Fotografia: Facundo Roson
Tita, una mestiza de 7 años viajó desde Argentina hasta Europa, para emprender juntos a sus humanos una aventura de 11 meses. Se animó a nadar en el mar Cantábrico y perderle el miedo al agua. Escaló montañas en Austria y probó pulpo en Galicia.
Soy Tita, tengo siete años (sí, estoy llegando a los 50, pero los llevo bien), y cualquier persona que me viera diría que soy incapaz de subirme a una silla. Sí, soy petisa, soy larga, soy una mezcla de salchicha con algo más que pasaba por ahí. Pero les aseguro que ninguno de ustedes se imagina la aventura que viví con mis humanos. Y subir a una silla, yo no subo sillas, yo subo montañas.
Cuando me metieron en esa caja de plástico y me cerraron la puerta debo admitir que sentí un poco de miedo. Bueno, no sé si miedo. Mis humanos nunca me abandonaron y siempre estuvieron ahí cuando quería comida o simplemente una caricia, así que sabía que volverían. Pero esos cinco días que estuve en la caja mientras alguien la sacudía de a ratos se hicieron eternos. ¿O fue una semana? No sé, dicen que nosotros los perros no tenemos sentido del tiempo y por eso festejamos cuando nuestros humanos llegan a casa como si no lo hubiésemos visto por años. ¡Claro que tenemos sentido del tiempo! Pero vivimos menos que ustedes y por eso nos gusta hacer todo más largo (en realidad sabemos que se fueron dos minutos y que en la caja estuve 15 horas, pero somos trágicos. Nos gustan los mimos y hacerlos sentir culpables).
Pero voy al grano porque me dijeron que tengo apenas una carilla para contarles mis 11 meses de viajera por Europa y no sé cómo voy a hacerlo. Necesitaría una revista entera para hablarles acerca de todos los olores nuevos que descubrí, o de cómo le perdí finalmente el miedo al agua y me animé a nadar en el Mar Cantábrico, allí donde comenzó nuestra aventura final de 7 años (en realidad fueron 3 meses, pero sigo exagerando con los tiempos) en casa rodante hasta un lugar frío y lejano pero lleno de bosques maravillosos con hojas amarillas y grises: Polonia. Durante esa aventura de 9000 kilómetros en nuestra nueva casa subí a una montaña en Austria en donde el pasto era tan alto que casi me pierdo; descubrí el desierto en España; me transformé en milanesa en una playa escondida entre paredes gigantes de piedra en Portugal; probé el pulpo y los langostinos en Galicia; robé helados italianos de la mano de mi humano, caminé en calles empedradas con siglos y siglos de olores, y tuve que esperarlos unos cuantos días en el campo de un amigo mientras recorrían Islandia ya que allí los animales debemos estar un mes en cuarentena antes de visitar la isla (allí nunca existió la rabia así que por precaución hacen eso). Por eso no me pudieron llevar.

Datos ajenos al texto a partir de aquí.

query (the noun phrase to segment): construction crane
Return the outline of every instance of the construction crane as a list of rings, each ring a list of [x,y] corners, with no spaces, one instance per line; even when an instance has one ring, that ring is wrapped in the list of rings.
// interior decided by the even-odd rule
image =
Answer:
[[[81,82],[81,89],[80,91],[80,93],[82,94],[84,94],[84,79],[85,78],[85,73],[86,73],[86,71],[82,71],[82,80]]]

En este viaje aprendí que no necesito más para ser feliz que un lugar para dormir, una rica comida, y el amor de mis humanos. Y sé que ellos aprendieron muchas cosas también y se dieron cuenta de que viajar con un perro no es tan complicado como muchos humanos dicen. Son cada vez más los lugares que están felices de recibirnos. De noche mis patas cortas no daban más de caminar y caminar. Pero no puedo explicarles mi felicidad de pasar las 24 horas con ellos, de estar juntos bajo un mismo techo, de sentirme un miembro más de la familia. A veces me quedaba sola mientras ellos se iban en bicicleta, o de noche a comer a algún lugar. Pero ese momento a solas era ideal para cerrar los ojos y esperarlos. Siempre volvían.
Este tiempo con ellos crecí. No, no crecí de tamaño, pero crecí como perro. Sí, no sólo a los humanos le crece el alma. No sólo ellos disfrutan de nuevas experiencias y aprenden de ellas. Soy una perra y por más que la mayoría de cosas las hago por instinto, les aseguro que también siento. Por eso mis humanos decidieron empezar este blog, PieyPata.com (así es, yo soy la Pata del título, quién más si no); para contarles a ustedes, amantes de los cuadrúpedos, que no hay excusa a la hora de viajar con nosotros. Al fin y al cabo, somos familia, ¿no?